Le terme exact est "sacrifié", "non-essentiel" est une insulte
Le gouvernement a trouvé pertinent de distinguer les commerces essentiels de ceux qui ne le sont pas. L’usage du terme « non essentiel » constitue une offense inutile envers celles et ceux auxquels il faudrait accorder et reconnaitre leur véritable statut: celui de sacrifié. Pourquoi les priver de cet honneur ? Aujourd’hui une jeune commerçante « non-essentielle » a décidé mettre fin à sa vie. Elle a été sacrifiée. Nous lui dédions ce texte et lui rendons l’hommage qui lui est du.
Le terme « essentiel » peut prendre différents sens. Retenons les deux principaux « qui appartient à la nature propre de » ou bien « nécessaire - indispensable ». Ces deux définitions induisent des différences profondes. En effet « nécessaire - indispensable » renvoie à des conditions qui doivent être impérativement rencontrées. On comprend aisément que l’alimentation et la santé doivent figurer parmi les commerces essentiels. Et personne ne se lèvera contre cette évidence.
Cependant, « essentiel » signifie aussi « qui appartient à la nature propre de ». Dans le cas présent: « la nature propre de… l’homme ». D’une part, pour beaucoup de traditions, l’homme possède une nature sociale. L’homme n’est-il pas l’animal politique comme le disait Aristote ? D’autre part, est-il possible de déterminer la nature de l’homme sans y intégrer des valeurs ? Et ces valeurs, elles-mêmes, seront-elles universelles ou bien découleront-elles d’une communauté particulière, donc de choix ?

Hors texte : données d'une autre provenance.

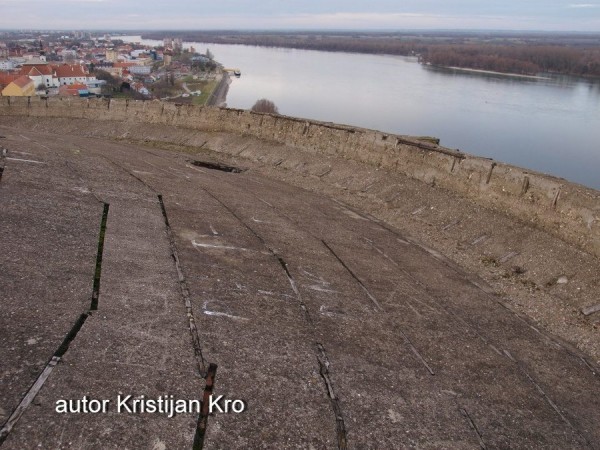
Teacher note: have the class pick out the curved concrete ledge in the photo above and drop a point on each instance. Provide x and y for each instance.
(565, 209)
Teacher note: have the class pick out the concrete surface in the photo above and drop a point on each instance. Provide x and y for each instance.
(335, 328)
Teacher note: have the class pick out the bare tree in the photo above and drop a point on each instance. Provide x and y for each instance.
(264, 105)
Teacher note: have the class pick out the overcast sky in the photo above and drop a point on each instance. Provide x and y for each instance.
(302, 14)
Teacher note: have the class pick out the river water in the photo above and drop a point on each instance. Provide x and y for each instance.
(550, 124)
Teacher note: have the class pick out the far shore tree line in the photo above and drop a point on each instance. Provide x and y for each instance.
(522, 57)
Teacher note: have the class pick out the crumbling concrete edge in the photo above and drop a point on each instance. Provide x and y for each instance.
(562, 208)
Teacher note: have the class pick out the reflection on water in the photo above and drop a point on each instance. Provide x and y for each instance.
(549, 124)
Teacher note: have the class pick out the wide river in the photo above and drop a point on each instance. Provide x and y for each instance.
(551, 124)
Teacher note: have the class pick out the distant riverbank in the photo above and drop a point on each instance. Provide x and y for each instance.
(517, 53)
(489, 72)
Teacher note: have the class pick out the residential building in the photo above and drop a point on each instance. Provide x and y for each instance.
(21, 87)
(76, 90)
(7, 64)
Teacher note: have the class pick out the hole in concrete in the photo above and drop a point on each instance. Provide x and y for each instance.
(217, 166)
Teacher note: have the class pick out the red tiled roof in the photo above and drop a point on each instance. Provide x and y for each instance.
(67, 70)
(36, 69)
(7, 78)
(23, 81)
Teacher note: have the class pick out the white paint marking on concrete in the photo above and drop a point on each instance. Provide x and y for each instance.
(265, 292)
(225, 247)
(22, 153)
(324, 311)
(265, 202)
(220, 314)
(195, 168)
(259, 221)
(26, 160)
(316, 287)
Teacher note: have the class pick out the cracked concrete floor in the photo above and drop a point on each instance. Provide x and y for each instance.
(333, 328)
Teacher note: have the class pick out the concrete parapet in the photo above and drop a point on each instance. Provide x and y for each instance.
(568, 210)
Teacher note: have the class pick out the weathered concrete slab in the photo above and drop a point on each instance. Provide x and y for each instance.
(335, 330)
(49, 228)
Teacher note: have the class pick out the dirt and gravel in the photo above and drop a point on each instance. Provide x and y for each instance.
(355, 308)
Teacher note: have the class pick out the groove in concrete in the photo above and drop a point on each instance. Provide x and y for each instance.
(472, 423)
(185, 293)
(322, 359)
(371, 297)
(98, 271)
(64, 345)
(339, 418)
(204, 413)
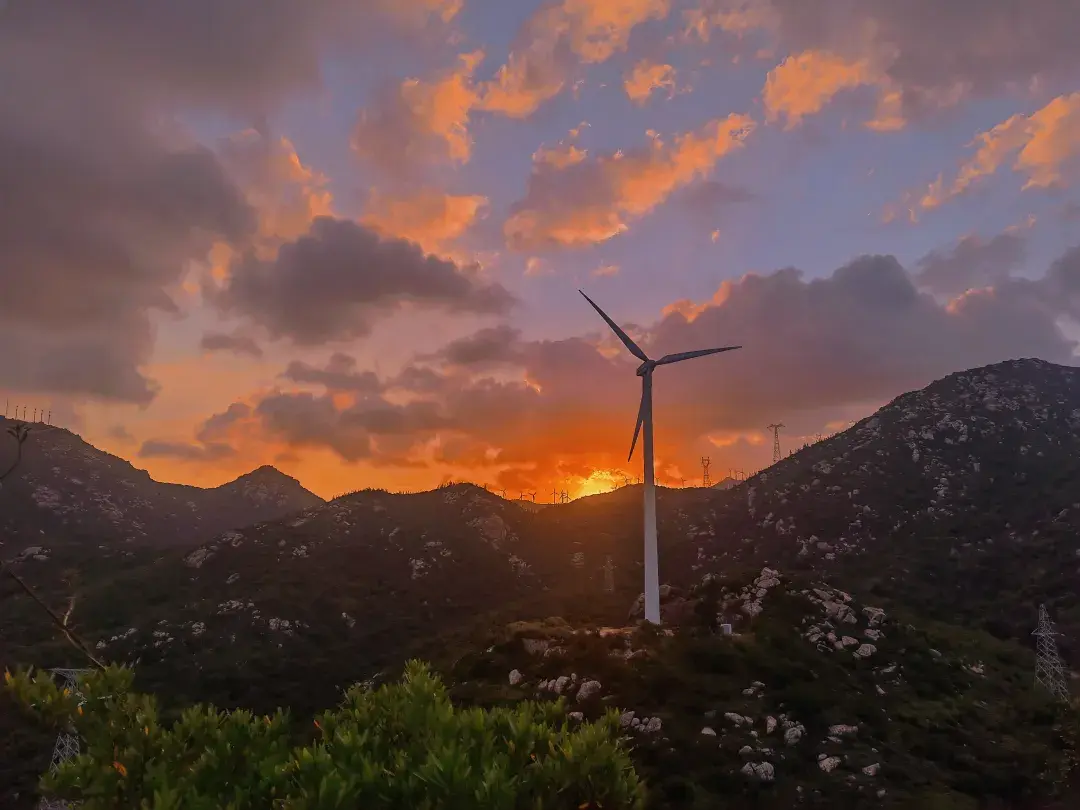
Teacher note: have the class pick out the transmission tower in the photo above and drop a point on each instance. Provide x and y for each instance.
(1049, 672)
(775, 440)
(67, 742)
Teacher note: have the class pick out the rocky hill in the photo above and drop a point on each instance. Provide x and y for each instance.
(813, 699)
(67, 493)
(961, 499)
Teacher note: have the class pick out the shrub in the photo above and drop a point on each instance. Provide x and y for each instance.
(402, 745)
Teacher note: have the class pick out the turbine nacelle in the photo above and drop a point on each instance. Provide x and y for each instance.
(646, 367)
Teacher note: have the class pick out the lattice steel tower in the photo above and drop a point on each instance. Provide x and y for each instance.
(775, 440)
(608, 575)
(1049, 672)
(67, 741)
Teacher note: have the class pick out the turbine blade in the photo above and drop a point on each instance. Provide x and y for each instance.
(689, 355)
(637, 428)
(634, 349)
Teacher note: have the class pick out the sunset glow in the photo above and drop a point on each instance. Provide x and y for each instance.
(348, 242)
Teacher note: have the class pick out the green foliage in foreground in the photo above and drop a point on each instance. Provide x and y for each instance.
(402, 745)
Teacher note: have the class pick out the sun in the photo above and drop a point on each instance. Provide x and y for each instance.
(599, 482)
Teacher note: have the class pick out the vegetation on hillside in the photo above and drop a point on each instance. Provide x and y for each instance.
(935, 715)
(397, 746)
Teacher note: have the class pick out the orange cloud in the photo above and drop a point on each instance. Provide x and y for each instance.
(1043, 146)
(285, 193)
(801, 84)
(554, 39)
(420, 11)
(594, 200)
(647, 77)
(431, 218)
(748, 15)
(561, 156)
(421, 122)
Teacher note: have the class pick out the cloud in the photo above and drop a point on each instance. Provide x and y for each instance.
(213, 341)
(339, 374)
(431, 218)
(646, 77)
(529, 413)
(801, 84)
(594, 200)
(107, 200)
(336, 280)
(707, 202)
(185, 450)
(554, 40)
(420, 122)
(1043, 146)
(926, 54)
(972, 262)
(285, 193)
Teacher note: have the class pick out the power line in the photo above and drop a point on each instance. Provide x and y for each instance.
(1049, 672)
(775, 440)
(67, 742)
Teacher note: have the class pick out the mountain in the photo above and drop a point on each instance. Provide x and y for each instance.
(961, 499)
(66, 493)
(814, 700)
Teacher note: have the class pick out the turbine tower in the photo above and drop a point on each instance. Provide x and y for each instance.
(645, 420)
(775, 440)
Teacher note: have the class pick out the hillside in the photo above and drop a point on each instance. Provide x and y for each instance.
(67, 493)
(961, 498)
(815, 700)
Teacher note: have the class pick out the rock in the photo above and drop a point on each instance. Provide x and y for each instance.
(763, 771)
(841, 729)
(874, 616)
(828, 764)
(589, 689)
(679, 611)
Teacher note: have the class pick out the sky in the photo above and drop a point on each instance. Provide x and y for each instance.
(346, 238)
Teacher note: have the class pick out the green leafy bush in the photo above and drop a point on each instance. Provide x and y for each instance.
(403, 745)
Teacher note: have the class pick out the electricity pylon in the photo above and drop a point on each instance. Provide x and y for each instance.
(775, 440)
(67, 742)
(1049, 672)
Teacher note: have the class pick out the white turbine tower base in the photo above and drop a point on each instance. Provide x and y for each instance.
(645, 420)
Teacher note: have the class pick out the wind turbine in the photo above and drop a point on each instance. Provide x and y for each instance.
(645, 418)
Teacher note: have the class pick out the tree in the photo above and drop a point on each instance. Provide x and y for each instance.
(399, 746)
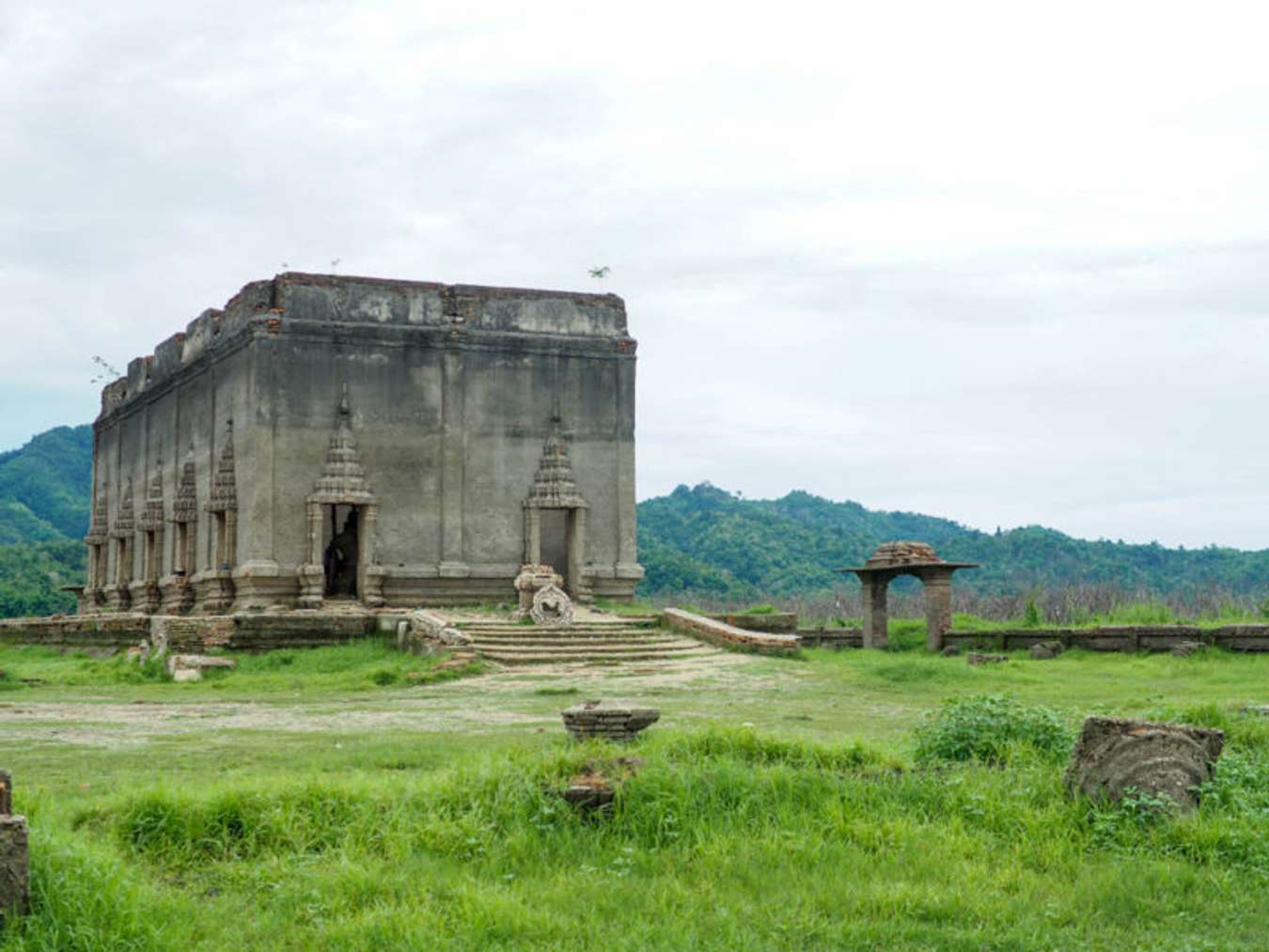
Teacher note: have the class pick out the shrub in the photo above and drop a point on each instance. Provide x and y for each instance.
(990, 728)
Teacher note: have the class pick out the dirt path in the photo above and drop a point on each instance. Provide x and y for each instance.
(486, 703)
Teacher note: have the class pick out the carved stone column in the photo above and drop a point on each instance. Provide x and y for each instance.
(876, 615)
(312, 574)
(532, 535)
(938, 605)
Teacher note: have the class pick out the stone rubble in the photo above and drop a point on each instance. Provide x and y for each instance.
(1188, 648)
(184, 668)
(14, 856)
(1046, 650)
(595, 788)
(1170, 760)
(591, 720)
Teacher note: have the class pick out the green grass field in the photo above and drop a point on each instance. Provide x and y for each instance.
(341, 799)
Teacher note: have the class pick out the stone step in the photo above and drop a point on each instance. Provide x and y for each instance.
(575, 626)
(587, 645)
(575, 639)
(561, 655)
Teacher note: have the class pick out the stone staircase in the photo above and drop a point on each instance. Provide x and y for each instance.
(584, 641)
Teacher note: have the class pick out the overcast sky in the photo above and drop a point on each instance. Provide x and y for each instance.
(1003, 263)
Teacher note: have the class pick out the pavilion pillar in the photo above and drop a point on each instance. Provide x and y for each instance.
(873, 589)
(938, 607)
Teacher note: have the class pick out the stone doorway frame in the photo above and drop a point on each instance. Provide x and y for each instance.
(343, 482)
(575, 539)
(935, 576)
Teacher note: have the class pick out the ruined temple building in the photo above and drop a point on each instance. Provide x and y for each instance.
(333, 440)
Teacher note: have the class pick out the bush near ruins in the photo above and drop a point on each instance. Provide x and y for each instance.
(992, 728)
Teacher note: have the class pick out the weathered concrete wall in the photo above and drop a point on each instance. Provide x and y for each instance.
(452, 391)
(728, 635)
(195, 633)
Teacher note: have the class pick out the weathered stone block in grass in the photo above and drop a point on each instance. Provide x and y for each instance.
(775, 622)
(1114, 756)
(1046, 650)
(192, 666)
(14, 856)
(593, 720)
(728, 635)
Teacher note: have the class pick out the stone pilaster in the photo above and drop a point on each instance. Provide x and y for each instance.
(453, 460)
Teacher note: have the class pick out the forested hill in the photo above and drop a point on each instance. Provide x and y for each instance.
(46, 486)
(706, 541)
(695, 541)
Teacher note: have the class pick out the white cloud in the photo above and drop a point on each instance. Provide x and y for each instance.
(989, 260)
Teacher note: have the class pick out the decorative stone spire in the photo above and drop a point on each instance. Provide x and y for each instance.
(187, 492)
(343, 478)
(224, 486)
(552, 484)
(97, 527)
(152, 516)
(126, 523)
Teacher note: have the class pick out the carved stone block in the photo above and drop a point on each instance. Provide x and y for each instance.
(1156, 759)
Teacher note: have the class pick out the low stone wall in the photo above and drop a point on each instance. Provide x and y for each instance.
(724, 635)
(76, 630)
(831, 637)
(1120, 637)
(196, 633)
(773, 622)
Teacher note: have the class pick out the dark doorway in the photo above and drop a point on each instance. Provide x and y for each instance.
(555, 539)
(340, 550)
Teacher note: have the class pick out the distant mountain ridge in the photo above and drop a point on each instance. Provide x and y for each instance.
(703, 539)
(46, 486)
(700, 539)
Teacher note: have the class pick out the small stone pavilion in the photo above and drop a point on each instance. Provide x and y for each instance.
(354, 441)
(890, 561)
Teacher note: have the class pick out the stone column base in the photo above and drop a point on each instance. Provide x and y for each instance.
(312, 585)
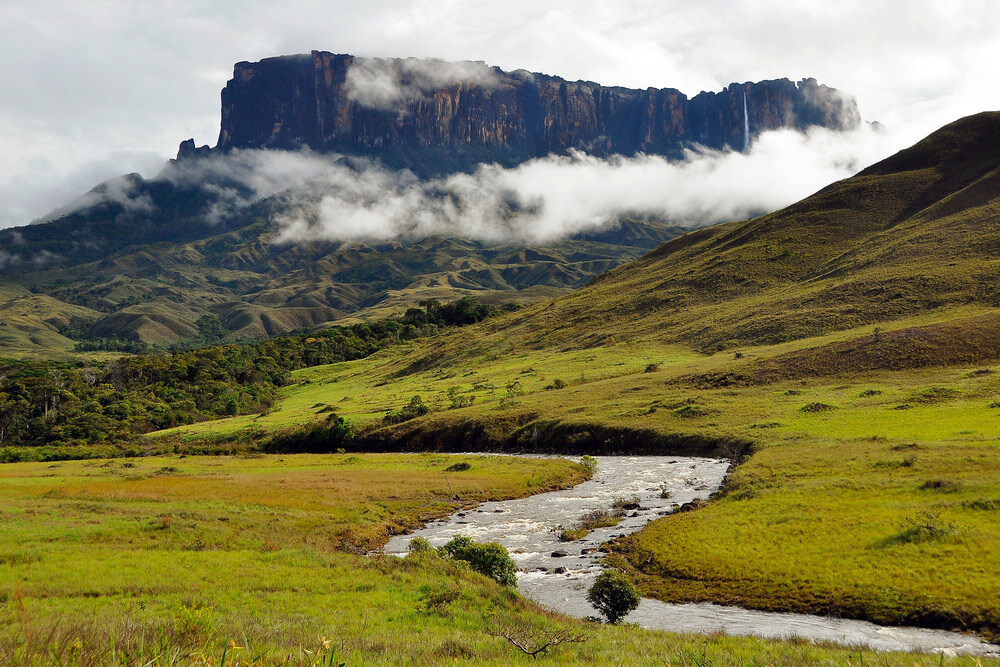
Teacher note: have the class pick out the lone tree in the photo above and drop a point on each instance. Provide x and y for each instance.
(613, 595)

Pour respecter la nature humaine et la neutralité de l’Etat (autrement dit sans livrer ce dernier à des valeurs particulières), le gouvernement devrait donc reconnaître que tous les commerces sont essentiels.
De plus, ils sont essentiels doublement. D’une part car les commerces permettent aux citoyens de maintenir un lien social et de pouvoir vivre selon leurs diverses valeurs personnelles. D’autre part car ils sont essentiels pour la survie des commerçants. Ils sont donc essentiels au premier sens défini du terme pour des hommes, des femmes et leurs familles.
A cause de cela, qualifier ces activités de non-essentielles relève de l’injure, même dans les circonstances sanitaires de la pandémie. Il ne s’agit pas ici de discuter du bienfondé politico-scientifique du choix des fermetures de certains commerces. Le paradigme actuel indique qu’il faut limiter les contacts pour réduire la propagation du virus. Mais il s’agit, par contre, de rendre justice aux mots et aux personnes.
Ce dont il est vraiment question c’est d’un sacrifice et donc de sacrifiés, ni plus ni moins.
Classiquement, le sacrifice est une offrande dédiée à une divinité pour s’en assurer la bienveillance. Lors d’une cérémonie, l’objet est retranché du monde pour être intégré au monde sacré. Souvent cela signifie la destruction de cet objet ou éventuellement la mort d’une personne. Donc l’offrande bénéficie d’une grande valeur au moins symbolique. Son rôle est crucial et bénéfique à toute la société. Aujourd’hui la situation épidémique est telle que les citoyens ont besoin, pour rétablir un équilibre social, d’offrir un sacrifice à la Santé publique.
Personne n’a envie d’être sacrifié. Personne n’a envie de sacrifier. Mais le sacrificateur devrait avoir la décence élémentaire de reconnaître que l’offrande est un sacrifice et que donc, peut-être plus que le reste, elle est essentielle à la cérémonie ! Alors, mesdames et messieurs les « non-essentiels », parmi lesquels figurait Alysson, nous vous présentons notre respect et notre reconnaissance.